Go into labour spontaneously – there are a couple of shades of grey here, but our options for inducing labour are limited for women with a scar on their uterus

It may happen that something arises during the pregnancy that makes a VBAC a bad idea.  For example, a low placenta or a breech baby.  For this reason, we will start discussing your plans early in the pregnancy but we generally don’t make a decision until later in the pregnancy.

One thing to think about is the reason for your first caesarean and whether it is likely to recur.  For example, if you had an obstructed labour with a small baby first time around, and this baby seems bigger, it’s unlikely to be successful.  If, on the other hand, you labored well, got to 8cm dilatation and needed a caesarean for fetal distress, you’re much more likely to have a successful VBAC.

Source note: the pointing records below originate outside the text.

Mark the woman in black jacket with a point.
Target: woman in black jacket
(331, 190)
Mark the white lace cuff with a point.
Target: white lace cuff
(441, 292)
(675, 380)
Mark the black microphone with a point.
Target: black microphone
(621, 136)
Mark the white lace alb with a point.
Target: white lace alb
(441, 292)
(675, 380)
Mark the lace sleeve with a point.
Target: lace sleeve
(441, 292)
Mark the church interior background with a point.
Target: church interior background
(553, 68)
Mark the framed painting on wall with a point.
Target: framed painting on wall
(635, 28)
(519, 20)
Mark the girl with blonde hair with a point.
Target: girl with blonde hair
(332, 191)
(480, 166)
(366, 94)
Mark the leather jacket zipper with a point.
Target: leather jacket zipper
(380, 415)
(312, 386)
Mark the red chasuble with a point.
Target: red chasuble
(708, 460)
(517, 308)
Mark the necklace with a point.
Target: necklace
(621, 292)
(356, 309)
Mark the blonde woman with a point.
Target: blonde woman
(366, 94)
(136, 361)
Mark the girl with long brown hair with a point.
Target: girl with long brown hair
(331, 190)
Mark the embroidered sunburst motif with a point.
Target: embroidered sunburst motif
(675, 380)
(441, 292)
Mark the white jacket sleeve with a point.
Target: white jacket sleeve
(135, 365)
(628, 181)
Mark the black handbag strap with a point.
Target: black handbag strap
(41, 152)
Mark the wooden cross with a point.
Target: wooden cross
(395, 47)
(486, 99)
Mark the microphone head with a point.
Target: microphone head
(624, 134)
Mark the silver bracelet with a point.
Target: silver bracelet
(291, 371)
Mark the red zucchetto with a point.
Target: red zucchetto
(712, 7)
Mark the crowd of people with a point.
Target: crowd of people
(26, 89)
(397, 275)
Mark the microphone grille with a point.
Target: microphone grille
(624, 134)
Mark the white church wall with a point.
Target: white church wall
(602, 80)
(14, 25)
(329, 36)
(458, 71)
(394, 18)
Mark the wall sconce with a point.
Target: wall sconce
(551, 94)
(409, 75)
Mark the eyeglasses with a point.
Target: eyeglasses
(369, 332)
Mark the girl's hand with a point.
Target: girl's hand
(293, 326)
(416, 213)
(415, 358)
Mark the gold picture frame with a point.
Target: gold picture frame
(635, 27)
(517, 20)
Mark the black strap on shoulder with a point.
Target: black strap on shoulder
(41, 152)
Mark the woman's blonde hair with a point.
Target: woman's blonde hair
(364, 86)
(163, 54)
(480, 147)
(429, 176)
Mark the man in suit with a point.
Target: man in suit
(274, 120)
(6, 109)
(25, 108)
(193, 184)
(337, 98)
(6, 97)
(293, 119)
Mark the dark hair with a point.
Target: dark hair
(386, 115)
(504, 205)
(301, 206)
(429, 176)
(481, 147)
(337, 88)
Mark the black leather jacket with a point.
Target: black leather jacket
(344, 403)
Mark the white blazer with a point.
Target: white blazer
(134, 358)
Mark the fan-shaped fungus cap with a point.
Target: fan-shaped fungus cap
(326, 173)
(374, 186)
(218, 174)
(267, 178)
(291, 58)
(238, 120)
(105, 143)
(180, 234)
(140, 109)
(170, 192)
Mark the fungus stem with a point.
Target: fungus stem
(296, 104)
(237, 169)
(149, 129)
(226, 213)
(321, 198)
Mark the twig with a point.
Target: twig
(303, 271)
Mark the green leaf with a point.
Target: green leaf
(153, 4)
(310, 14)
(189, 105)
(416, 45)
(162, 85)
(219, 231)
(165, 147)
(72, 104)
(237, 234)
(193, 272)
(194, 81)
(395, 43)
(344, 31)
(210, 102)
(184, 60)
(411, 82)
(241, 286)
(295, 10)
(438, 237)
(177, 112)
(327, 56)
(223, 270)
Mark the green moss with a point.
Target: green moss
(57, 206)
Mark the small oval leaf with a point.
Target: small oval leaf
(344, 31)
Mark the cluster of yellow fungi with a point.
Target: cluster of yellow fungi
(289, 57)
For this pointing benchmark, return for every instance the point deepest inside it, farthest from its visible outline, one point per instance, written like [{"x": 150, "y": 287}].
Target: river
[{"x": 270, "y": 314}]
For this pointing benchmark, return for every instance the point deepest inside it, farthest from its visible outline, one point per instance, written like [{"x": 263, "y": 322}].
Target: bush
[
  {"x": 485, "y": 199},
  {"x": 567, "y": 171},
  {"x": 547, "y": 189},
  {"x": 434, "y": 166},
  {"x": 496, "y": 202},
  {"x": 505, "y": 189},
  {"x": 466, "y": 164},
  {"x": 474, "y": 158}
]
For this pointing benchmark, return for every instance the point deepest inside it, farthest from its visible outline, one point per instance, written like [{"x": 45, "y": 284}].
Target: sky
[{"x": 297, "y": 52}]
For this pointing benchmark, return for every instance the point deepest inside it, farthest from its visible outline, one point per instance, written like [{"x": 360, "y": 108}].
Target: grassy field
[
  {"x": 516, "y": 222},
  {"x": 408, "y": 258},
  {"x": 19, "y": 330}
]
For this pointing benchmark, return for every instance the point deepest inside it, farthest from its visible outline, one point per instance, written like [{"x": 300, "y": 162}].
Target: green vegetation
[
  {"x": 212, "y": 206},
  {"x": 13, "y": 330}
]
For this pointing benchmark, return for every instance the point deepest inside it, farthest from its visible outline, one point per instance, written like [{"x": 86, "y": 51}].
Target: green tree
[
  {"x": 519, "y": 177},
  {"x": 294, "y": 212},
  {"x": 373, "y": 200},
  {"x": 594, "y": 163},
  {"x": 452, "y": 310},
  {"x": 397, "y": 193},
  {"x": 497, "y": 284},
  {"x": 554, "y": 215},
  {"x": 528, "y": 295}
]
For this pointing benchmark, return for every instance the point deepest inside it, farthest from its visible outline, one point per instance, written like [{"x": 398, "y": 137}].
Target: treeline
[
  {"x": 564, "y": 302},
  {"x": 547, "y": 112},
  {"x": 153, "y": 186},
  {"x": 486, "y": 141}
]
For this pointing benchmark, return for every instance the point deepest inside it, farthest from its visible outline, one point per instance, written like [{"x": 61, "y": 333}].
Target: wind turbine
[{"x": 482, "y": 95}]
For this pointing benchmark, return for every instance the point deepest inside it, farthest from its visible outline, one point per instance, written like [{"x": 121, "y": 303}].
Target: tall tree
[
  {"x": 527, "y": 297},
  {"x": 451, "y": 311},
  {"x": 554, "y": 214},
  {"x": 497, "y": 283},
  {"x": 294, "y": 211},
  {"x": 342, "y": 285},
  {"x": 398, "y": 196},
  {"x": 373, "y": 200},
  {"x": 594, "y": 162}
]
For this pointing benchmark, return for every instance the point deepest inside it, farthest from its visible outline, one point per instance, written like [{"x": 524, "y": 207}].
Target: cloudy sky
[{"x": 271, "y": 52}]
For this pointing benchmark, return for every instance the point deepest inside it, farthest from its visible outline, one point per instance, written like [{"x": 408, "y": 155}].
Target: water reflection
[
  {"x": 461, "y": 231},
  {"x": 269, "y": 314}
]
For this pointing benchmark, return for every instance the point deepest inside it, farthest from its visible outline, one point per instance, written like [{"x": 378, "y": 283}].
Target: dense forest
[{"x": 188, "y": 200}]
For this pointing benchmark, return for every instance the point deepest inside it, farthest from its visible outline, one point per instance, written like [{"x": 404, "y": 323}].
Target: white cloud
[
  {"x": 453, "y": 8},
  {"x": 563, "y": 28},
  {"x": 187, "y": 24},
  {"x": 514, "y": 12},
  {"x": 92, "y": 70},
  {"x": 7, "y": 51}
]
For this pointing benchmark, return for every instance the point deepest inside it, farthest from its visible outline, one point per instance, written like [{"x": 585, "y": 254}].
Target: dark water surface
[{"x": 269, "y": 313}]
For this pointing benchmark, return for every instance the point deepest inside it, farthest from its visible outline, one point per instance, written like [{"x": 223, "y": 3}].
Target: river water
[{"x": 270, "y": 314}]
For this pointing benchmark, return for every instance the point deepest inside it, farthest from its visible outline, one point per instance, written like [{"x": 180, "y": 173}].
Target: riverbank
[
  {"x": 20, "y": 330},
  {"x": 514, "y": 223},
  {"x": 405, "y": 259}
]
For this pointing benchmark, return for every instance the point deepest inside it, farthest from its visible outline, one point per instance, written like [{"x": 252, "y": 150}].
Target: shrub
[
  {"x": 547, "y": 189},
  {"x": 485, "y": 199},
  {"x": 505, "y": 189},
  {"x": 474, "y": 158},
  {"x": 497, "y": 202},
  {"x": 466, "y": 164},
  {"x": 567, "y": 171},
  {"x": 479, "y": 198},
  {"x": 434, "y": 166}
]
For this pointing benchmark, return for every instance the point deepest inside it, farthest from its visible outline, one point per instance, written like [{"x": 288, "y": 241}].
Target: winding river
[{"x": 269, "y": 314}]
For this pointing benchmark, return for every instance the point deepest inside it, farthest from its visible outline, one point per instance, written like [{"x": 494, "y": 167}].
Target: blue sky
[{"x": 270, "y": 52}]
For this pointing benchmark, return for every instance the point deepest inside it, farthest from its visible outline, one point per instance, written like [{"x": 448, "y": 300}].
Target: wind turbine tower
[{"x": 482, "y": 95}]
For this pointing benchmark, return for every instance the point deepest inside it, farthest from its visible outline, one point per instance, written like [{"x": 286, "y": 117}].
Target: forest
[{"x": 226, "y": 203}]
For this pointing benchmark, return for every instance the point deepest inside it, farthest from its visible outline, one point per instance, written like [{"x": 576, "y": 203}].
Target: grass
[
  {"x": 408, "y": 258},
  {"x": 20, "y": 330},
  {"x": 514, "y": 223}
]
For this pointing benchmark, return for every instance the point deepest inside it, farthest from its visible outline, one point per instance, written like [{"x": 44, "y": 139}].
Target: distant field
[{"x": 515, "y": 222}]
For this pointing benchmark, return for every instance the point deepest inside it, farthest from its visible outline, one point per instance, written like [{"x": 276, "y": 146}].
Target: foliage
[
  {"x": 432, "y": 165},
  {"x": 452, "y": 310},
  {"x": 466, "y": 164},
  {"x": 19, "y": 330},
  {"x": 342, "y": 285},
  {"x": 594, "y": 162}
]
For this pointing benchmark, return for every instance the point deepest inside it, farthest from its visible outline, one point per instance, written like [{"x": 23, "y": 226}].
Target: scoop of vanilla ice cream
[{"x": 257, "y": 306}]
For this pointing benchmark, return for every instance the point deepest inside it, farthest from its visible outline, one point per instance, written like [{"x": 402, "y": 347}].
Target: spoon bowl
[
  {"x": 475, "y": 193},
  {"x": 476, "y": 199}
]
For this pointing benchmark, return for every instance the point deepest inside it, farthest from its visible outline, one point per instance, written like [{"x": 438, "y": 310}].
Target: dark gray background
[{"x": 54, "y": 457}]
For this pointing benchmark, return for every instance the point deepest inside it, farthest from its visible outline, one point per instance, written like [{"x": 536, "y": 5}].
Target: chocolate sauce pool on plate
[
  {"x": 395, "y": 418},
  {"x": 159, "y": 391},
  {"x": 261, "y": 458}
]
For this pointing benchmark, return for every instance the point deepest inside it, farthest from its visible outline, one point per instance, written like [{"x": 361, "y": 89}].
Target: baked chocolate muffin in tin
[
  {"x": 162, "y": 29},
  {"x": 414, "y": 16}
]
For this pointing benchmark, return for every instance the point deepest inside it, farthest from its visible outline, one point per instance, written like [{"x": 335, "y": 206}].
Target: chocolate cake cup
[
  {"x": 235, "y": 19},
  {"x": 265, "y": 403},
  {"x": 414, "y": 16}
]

Differences between a VBAC and a ‘regular’ labour

There are two main differences between a labour in women with a uterine scar and without.

The first is that the baby’s heart rate will be monitored continuously throughout the labour.  The machines we use to do this these days are pretty good – some are even wireless – so that shouldn’t restrict your movement or position in labour too much.

The second is that an IV cannula (drip) will  be placed in your hand at the beginning of the labour and blood will be taken for a cross match.  The cannula does not need to be connected to an IV line so shouldn’t restrict your movements in labour.  This is done so that, in the event of an emergency, we will have already established intravenous access and have cross-matched blood available.

As per labour in women without a uterine scar, you can chose how much or how little pain relief you have. There is no reason why you can’t have the full range of pain relief, including an epidural, in a VBAC if you want to.